August 4th 2015 by Kathy Dawson Books
ARC from Publisher
Zoe thinks that she can survive moving out of Brooklyn after her parents' divorce if she can take her father's offer of help to get into a private school back in the city, which will help her get into Princeton. What isn't helpful is meeting the very strange neighbor, Digby. He catches her playing hooky, and later shows up in the truancy session Zoe has to go to as a result. Since a local girl has recently gone missing, the school takes truancy very seriously. Digby wants to launch his own investigation into Marina's disappearance, and wants Zoe's help. She reluctantly agrees, and ends up stalking a local gynecologist, dealing with off-duty cops, and realizing that the cult-like collection of people who live next door to her might be an even bigger problem than they appear to be. Digby, who has some psychological problems of his own, is trying to solve the mystery of Marina because of his own sister's disappearance years earlier. Are the two connected? And will Zoe survive both the investigation and her friendship with the quirky Digby?

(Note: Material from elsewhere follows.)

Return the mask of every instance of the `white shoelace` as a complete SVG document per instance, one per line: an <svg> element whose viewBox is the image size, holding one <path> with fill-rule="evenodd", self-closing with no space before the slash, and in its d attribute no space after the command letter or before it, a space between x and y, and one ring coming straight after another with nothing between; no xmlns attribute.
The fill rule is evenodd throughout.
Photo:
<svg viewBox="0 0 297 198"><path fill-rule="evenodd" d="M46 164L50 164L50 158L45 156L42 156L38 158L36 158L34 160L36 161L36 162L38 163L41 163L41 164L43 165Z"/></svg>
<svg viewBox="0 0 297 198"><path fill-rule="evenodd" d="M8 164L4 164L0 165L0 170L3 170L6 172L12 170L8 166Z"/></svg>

Strengths: This was well-written and had an amusing voice-- as strange as Digby is, Zoe is able to deal with his and his antics with a sense of humor, which is deftly conveyed through many laugh-out-loud lines. Mysteries are always in demand, and I can see this being popular with fans of Josh Berk's books.
Weaknesses: The mysteries didn't come to the most satisfactory conclusion for me, but by that point in the book, I was more invested in the characters than in finding out what had happened.
What I really think: This is more of a young adult book, due to drug use and the subplot with the gynecologist, so I probably won't buy it, but I can see this being a solid choice for high school readers.
Butler, Beverly. Captive Thunder
June 28th 1969 by Dodd Mead
Nancy Essen HAS to get out of town and away from her washed out, overbearing mother. She knows! She just turned 17, so she'll marry Wayne! Well, they don't even make it out of town, but since her mother thinks "He's dirty, lazy, stupid, a sponger, a cheat, and a coward. He's the town no-good. His own family won't have him around.", maybe it's just as well. An even better plan; even though she hasn't seen her father in fifteen years, she'll go live with him in San Francisco. Wait. He's not there anymore. Off to poor Aunt Barbara's in Milwaukee it is, then. Nancy takes off a week before her junior year exams. Who needs school anyway? Certainly not Wayne. Aunt Barbara is lovely and a little sad, since her husband Matt passed away a year ago. She is a teacher, but spends her summers working with a Head Start program in the inner city, working with children who might be ESL but have parents who are struggling. Barbara volunteers Nancy to work as a volunteer, along with Earline, who is the first Negro Nancy has ever met. They deal with a number of problem children, including one boy who is assumed to be "mentally retarded" but is hard of hearing, and his mother, who is 20, has 8 children and didn't catch this. Earline has a boy who gives her trouble, but he is killed in a stolen car, and Wayne comes to Milwaukee looking for Nancy and shows his true colors. Nancy's father shows up briefly and is super creepy, so he's not her ticket out. Eventually, a plan evolves where Nancy can take her exams and stay with her aunt.
Weaknesses: Father is super creepy and keeps talking about how people think Nancy is his date. Wayne doesn't want to let Earline ride in his car because she is black, but Nancy kicks him out because of this. The attitude towards the parents of the Head Start children seemed somewhat condescending.
What I really think: My vintage teen fiction collection is primarily pre-1965, so I may take this to school so that students can check it out for the 1960s project. I love Butler's Light a Single Candle, but this one wasn't a favorite.